A Denver judge has ruled that a lawyer who is hearing impaired and was removed from a jury pool due to his disability can sue the Denver County Court for discrimination.
Denver District Court Judge Mark Bailey determined Saturday that a fellow judge didn’t follow the Americans with Disabilities Act or state rules for selecting jurors when she removed Spencer Kontnik from a jury pool, opening up the Denver County Court to a lawsuit.
“We’re really pleased about this. Now the case can continue,” said Kontnik attorney Kevin Williams. “We’re always open to talking about resolving a case if the defendant would like to do so, but given the judge’s order we think we’re in pretty good shape moving forward.”
The key facts of the case are not in dispute. Kontnik, an employment and disability law attorney with the firm Kontnik Cohen in Denver, uses an interpreter to hear in courtrooms. He reported for jury duty one day in July 2021, met the court-appointed interpreter and was told to wait outside the courtroom while the judge met with lawyers.

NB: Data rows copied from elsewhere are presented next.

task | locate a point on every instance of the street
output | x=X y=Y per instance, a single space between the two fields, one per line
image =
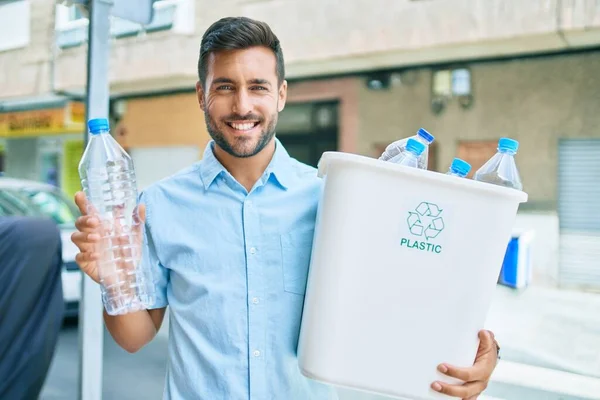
x=126 y=376
x=530 y=326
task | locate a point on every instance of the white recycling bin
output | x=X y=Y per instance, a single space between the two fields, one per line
x=403 y=270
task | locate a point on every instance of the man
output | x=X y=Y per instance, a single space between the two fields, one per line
x=31 y=304
x=229 y=240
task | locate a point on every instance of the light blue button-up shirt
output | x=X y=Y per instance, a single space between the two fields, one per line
x=232 y=267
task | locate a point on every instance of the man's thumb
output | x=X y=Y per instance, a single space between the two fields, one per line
x=486 y=339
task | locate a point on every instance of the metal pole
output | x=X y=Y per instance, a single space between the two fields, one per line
x=91 y=327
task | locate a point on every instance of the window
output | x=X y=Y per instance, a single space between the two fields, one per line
x=175 y=15
x=15 y=23
x=54 y=206
x=309 y=129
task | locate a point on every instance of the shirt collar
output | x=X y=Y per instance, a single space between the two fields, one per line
x=280 y=167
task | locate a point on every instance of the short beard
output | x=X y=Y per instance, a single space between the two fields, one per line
x=265 y=137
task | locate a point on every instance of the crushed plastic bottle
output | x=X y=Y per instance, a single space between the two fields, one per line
x=459 y=168
x=108 y=180
x=398 y=147
x=410 y=157
x=501 y=169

Inside the courtroom, Denver County Court Judge Judith Smith was handed an agreement by the prosecutor and defense attorney in the case. The two attorneys asked that Kontnik be removed from the jury pool “on the grounds that things might be tough for him.”
Smith agreed to exclude Kontnik from the jury. He then threatened to sue the Denver District Attorney’s Office and the Office of the Colorado State Public Defender but reached settlements with them that included training on the ADA for their staff and donations to the Deaf and Hard of Hearing Bar Association, among other nonprofit organizations.
Unable to reach an agreement with Denver County Court, he sued it on Sept. 9, 2022. On Oct. 18, the court asked that the lawsuit be thrown out. A hearing was held Jan. 25.
With the facts undisputed, the hearing centered on whether Kontnik can, under law, sue the court. Judges are immune from lawsuits that accuse them of making bad decisions. Williams, with the Colorado Cross-Disability Coalition, argued he was suing a court, not a judge.
“It really doesn’t make sense that this happened,” Kontnik’s attorney told Bailey. “And if it happens again — well, that’s what we’re trying to prevent.”
Assistant City Attorney Michele Horn, who is defending the county court, argued that Kontnik’s disability was accommodated when he was assigned an interpreter and that he can’t sue the judge or the court over a discretionary decision that was within her power.
“This case cannot be brought. The Denver County Court has immunity,” she said. “This is the exact case that judicial immunity was meant to cover — a discretionary decision by a judge.”
Bailey, the district court judge overseeing the case, disagreed with Horn. While judicial immunity prohibits Kontnik from seeking monetary damages, he can still seek a ruling that would force the county court to change its policies and ensure they’re in line with the ADA.
“The difficulty of this case arises from the fact that the judge — who is generally not answerable to her employer for her judicial acts — plays a role in granting or denying access to Colorado’s public jury system,” Bailey wrote. “As such, it is hard to pinpoint where — if anywhere — liability lies when a judge fails to follow the law governing access to jury duty.”
With that, he denied Denver County Court’s motion to dismiss the Kontnik case.
“We thought this was a pretty straightforward case going in,” Williams said Monday, “and we were very surprised to see this motion to dismiss in the first place.”
A spokeswoman for the City Attorney’s Office declined to comment on the ruling.